December 5th, 2019 – By: Ed Sperling

The internal combustion engine’s days are numbered, and what comes next is going to cause one of the biggest upheavals in the history of business.

Before semiconductors and electronics, it was the auto industry that defined economies of scale. In fact, the auto industry became the model on which the entire electronics industry was built. It always was assumed that the mainframe, minicomputer, PC and smartphone markets would consolidate into two or three giants of industry, followed by lots of smaller players around the edges, just as the auto industry

A century later, it’s chips and software that are defining cars, and the traditional auto industry is trying to figure out if they can take on Tesla, NIO, and a handful of other startups using the same model that worked for them in the past with a different fuel source. Tesla, NIO, and all the rest are betting heavily they can’t.

It’s no coincidence that Tesla announced it is opening a €4 billion factory in Grünhelde, just outside of Berlin. For the majority of drivers in Germany, as well as the rest of Europe, being able to travel 300-plus miles on a single charge is probably enough to satisfy most consumers. If there are enough charging stations available, a battery electric vehicle is a very workable model.
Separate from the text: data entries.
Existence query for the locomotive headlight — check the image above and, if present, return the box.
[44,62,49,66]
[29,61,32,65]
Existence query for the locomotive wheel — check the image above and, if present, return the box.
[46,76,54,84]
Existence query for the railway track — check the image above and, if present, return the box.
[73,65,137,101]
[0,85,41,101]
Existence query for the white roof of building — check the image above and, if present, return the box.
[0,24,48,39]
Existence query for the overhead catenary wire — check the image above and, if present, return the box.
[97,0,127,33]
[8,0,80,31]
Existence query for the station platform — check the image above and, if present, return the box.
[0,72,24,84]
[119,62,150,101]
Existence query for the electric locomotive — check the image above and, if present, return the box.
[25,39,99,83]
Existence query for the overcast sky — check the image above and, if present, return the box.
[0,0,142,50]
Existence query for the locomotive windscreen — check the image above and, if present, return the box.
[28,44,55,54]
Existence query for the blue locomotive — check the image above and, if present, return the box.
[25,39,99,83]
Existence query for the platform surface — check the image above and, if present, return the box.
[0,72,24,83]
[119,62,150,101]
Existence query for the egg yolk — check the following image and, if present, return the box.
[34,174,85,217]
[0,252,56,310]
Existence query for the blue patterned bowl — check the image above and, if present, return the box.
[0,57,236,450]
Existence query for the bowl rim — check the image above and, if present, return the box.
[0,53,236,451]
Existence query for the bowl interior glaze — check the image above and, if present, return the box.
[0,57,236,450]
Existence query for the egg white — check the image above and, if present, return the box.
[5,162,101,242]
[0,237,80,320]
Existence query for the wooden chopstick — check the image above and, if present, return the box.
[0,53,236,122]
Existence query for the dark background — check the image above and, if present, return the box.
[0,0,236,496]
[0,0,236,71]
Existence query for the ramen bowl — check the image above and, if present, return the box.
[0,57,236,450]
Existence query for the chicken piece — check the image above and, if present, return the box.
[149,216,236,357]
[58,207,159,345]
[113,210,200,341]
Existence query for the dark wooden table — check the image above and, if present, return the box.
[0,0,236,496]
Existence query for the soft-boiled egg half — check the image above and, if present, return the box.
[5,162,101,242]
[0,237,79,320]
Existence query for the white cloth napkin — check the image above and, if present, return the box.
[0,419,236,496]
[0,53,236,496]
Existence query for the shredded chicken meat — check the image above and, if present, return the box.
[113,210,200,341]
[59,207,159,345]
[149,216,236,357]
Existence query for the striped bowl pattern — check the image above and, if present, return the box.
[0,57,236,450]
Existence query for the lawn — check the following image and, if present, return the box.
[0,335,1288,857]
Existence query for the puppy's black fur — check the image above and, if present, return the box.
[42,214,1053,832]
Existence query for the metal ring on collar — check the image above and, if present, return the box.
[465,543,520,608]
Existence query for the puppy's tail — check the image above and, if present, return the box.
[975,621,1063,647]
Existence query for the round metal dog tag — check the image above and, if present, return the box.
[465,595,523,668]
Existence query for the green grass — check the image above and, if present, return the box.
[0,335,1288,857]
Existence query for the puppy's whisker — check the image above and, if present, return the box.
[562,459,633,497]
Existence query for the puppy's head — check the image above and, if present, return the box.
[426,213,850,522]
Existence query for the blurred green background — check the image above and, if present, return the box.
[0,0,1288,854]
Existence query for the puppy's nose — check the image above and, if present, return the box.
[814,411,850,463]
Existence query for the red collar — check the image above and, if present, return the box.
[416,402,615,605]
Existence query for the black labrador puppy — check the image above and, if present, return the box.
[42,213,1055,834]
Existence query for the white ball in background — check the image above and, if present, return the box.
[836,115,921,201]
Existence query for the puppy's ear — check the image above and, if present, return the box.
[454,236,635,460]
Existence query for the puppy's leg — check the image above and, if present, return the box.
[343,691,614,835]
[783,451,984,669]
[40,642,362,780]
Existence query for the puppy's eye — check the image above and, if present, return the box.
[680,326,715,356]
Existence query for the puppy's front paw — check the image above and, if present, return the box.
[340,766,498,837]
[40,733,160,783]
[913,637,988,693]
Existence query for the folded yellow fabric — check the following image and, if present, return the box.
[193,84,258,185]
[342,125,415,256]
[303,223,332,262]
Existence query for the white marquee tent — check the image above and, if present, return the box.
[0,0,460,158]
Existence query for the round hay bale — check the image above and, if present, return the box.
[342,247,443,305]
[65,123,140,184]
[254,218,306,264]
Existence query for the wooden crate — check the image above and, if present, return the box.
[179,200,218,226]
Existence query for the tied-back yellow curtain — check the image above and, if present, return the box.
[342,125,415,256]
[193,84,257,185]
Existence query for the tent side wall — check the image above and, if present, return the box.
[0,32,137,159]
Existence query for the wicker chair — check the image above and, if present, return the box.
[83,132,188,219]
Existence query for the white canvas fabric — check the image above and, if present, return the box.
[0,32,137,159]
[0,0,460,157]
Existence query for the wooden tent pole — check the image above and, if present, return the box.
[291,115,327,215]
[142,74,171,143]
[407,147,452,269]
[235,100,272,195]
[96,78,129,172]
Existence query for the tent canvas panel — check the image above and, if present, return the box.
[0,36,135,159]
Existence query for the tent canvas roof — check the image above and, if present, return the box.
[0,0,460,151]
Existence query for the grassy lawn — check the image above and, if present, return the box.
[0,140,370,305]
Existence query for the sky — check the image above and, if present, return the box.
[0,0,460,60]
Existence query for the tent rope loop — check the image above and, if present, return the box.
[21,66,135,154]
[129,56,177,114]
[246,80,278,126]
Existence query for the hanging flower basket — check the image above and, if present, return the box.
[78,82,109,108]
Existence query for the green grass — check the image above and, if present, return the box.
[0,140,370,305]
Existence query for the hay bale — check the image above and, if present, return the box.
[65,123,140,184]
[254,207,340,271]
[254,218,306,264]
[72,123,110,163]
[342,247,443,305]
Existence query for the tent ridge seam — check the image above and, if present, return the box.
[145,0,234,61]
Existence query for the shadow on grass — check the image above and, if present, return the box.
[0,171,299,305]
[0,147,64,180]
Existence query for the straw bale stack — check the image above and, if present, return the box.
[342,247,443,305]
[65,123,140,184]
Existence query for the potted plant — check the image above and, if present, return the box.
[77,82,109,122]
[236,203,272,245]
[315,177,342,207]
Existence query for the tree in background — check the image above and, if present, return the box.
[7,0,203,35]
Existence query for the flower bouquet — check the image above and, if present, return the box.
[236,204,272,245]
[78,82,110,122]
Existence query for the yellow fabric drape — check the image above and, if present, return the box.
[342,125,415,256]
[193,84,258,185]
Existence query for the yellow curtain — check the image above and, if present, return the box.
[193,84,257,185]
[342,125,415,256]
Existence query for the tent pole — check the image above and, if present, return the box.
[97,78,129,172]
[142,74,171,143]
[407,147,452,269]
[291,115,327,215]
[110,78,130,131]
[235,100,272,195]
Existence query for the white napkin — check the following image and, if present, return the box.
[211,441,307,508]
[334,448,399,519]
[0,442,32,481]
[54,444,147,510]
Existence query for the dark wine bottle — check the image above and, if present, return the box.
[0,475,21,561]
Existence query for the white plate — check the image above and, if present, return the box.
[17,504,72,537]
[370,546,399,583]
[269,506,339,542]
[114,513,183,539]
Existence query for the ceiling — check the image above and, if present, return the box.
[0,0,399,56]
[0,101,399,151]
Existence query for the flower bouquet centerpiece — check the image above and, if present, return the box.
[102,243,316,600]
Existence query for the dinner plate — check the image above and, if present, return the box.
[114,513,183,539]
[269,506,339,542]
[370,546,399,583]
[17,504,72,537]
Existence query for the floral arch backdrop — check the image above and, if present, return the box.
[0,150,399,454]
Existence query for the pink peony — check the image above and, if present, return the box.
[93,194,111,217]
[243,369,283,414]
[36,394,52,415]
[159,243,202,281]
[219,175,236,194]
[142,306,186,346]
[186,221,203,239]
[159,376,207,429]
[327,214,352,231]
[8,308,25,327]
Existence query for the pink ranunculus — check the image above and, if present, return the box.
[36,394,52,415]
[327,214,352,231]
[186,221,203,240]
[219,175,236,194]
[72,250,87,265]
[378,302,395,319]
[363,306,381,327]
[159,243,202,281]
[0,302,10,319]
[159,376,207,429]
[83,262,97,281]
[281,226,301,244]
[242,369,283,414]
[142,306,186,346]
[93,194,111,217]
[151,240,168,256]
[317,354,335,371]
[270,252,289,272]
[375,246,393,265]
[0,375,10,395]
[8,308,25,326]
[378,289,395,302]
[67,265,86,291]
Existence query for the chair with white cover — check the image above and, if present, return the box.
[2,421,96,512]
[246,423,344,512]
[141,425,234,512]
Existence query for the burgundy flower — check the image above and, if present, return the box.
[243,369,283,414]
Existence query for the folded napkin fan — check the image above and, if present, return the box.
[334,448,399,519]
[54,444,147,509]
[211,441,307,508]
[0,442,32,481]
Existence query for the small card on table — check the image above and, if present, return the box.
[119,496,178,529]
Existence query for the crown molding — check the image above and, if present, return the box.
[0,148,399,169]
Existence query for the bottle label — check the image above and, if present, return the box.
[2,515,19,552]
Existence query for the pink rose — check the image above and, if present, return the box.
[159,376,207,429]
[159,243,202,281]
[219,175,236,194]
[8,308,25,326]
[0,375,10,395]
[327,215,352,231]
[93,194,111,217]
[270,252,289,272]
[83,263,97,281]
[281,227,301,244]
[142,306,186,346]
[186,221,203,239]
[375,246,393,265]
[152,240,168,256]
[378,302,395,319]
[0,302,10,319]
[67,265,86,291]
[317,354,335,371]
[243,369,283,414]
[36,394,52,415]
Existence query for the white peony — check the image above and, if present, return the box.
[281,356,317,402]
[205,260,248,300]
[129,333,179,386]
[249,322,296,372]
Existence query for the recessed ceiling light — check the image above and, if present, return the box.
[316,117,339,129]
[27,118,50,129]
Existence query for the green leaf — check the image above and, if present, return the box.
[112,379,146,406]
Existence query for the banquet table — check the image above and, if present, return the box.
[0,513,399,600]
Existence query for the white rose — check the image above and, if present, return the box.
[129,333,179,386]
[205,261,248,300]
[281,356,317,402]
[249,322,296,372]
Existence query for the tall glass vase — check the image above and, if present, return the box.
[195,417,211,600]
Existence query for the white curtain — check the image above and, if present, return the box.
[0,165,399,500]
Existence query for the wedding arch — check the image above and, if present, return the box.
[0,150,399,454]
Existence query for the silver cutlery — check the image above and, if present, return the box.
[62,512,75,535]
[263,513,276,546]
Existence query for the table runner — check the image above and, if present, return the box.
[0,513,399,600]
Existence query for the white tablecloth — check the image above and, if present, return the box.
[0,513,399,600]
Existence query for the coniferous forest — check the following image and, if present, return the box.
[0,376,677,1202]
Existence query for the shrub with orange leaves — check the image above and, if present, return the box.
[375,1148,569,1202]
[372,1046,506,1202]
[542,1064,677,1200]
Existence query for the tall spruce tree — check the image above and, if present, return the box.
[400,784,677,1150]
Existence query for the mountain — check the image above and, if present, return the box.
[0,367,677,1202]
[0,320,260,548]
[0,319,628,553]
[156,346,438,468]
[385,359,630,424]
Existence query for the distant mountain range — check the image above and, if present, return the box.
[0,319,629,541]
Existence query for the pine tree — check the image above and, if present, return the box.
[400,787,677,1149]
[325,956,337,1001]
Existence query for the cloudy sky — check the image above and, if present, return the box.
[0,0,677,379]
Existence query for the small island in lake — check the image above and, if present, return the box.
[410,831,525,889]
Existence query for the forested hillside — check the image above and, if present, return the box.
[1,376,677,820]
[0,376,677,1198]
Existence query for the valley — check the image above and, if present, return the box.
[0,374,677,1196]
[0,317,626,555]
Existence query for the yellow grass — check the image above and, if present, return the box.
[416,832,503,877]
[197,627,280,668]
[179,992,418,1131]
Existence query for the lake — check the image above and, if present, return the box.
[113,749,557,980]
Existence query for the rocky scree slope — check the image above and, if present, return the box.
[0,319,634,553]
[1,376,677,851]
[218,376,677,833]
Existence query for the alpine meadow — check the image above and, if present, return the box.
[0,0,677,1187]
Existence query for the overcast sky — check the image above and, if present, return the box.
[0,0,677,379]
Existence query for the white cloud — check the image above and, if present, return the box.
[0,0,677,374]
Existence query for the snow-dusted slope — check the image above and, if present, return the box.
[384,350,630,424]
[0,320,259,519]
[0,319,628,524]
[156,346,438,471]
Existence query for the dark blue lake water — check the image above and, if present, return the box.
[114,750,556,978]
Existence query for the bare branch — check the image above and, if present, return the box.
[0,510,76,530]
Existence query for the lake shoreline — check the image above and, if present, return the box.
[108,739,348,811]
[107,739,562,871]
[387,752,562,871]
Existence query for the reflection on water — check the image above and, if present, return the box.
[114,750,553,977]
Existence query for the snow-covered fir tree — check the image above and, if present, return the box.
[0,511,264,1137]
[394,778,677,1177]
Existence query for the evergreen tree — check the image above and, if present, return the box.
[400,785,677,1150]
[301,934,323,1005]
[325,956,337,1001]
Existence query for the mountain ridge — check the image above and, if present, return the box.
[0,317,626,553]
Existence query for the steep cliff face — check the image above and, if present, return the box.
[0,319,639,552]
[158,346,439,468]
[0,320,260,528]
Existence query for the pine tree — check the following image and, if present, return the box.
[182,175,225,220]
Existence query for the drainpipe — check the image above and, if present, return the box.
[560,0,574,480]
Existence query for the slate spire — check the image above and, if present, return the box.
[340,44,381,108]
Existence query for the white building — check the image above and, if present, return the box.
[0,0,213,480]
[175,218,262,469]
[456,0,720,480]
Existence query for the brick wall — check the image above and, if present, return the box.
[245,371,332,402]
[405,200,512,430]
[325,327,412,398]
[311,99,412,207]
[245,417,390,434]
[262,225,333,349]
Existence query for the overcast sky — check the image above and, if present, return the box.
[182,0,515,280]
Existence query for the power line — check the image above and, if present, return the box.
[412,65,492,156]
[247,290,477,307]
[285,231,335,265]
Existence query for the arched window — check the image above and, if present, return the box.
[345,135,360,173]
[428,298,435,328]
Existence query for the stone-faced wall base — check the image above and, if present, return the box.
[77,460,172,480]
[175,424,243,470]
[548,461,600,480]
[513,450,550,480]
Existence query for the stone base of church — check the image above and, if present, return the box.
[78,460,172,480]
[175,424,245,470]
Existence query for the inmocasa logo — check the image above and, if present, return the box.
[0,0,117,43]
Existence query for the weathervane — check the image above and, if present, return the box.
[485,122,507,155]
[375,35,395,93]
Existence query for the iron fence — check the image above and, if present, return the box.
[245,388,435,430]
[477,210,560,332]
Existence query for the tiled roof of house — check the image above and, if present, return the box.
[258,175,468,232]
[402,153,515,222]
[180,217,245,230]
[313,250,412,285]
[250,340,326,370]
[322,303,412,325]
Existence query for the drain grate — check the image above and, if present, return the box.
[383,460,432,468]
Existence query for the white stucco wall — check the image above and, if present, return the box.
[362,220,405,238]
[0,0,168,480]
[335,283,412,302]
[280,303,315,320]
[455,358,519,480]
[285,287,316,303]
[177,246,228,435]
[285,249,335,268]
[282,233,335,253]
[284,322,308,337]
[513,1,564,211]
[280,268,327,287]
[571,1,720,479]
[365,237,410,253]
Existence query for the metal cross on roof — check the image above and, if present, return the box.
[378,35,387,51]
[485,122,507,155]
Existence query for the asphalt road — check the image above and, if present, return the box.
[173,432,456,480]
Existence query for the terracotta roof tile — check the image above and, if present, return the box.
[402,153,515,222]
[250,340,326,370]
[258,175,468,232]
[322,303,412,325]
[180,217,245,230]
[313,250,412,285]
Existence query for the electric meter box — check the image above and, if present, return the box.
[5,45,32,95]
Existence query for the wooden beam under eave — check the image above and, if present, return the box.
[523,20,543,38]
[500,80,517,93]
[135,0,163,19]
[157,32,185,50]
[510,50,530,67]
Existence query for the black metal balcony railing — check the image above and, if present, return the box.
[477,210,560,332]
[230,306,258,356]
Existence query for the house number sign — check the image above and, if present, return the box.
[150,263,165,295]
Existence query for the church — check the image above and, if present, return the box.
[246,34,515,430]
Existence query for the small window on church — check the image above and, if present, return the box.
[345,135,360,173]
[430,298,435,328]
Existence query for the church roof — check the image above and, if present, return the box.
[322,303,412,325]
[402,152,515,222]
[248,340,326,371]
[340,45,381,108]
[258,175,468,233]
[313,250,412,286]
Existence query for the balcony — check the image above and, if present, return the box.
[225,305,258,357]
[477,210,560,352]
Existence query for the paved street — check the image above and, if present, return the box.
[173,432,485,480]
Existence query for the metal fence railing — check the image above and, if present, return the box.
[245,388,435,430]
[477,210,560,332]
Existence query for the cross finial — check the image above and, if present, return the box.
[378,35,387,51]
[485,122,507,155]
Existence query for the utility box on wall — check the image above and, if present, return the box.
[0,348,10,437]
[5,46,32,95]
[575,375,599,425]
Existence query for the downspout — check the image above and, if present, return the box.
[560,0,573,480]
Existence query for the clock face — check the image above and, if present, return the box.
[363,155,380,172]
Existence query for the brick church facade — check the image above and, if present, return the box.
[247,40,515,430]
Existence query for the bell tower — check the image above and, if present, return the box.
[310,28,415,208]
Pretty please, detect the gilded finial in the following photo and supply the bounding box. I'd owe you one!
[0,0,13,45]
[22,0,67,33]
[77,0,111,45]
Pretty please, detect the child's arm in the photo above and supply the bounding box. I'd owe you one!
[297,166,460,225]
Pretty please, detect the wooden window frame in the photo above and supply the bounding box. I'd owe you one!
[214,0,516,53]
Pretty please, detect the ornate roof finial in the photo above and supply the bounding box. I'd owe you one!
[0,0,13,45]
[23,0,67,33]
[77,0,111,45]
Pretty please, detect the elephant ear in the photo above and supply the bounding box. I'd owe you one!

Traditional German, American and Japanese carmakers were shocked at the rapid ascension of electric vehicles, and they remain wary of the upstart Tesla and Chinese startups. But at a time when global warming is dominating headlines everywhere, the automotive industry is under extreme pressure to rapidly clean up its act — literally. Their first foray into cleaner fuel with plug-in-hybrids was a baby step in the right direction, but it barely got commuters to and from work on an overnight charge. So when Tesla countered with its Model 3, which was priced competitively against those plug-in hybrids, panic ensued, alliances were quickly formed, and battle lines were drawn.

And this is where we are today. On one side are the battery electric vehicles. On the other are an increasing array of alliances built around fuel cells and hydrogen fueling stations and an array of plug-in hybrids. The question that hasn’t been answered yet is what consumers really want, how much they’re willing to pay for it, and which side can build out the infrastructure fast enough to support their different models.

This isn’t just about cars, either. It’s about trucks, industrial equipment, and just about anything that moves. And it’s about government subsidies, regulations, and potentially future car ownership models.

In the past, wars were fought over fuel, and they were won by those with access to that fuel. In the future, the mobility economy will be built around power, power efficiency, and communication. These are completely new building blocks from entirely new sources, and it’s not clear which model will win where.

Still, the stakes are enormous, and just because companies were successful in the past doesn’t mean they will do well in the future. It’s not even obvious that any of the companies on the automotive landscape today will survive in their current form, or that building vehicles will be the most lucrative piece of the business.

Tesla has pushed the industry into high gear. Whether the final result will ultimately look like a car or some electronic instrument developed by Google/Waymo, Apple, or some other company that still has yet to surface is unknown. But the bets being made are huge, and one miscalculation could have significant repercussions.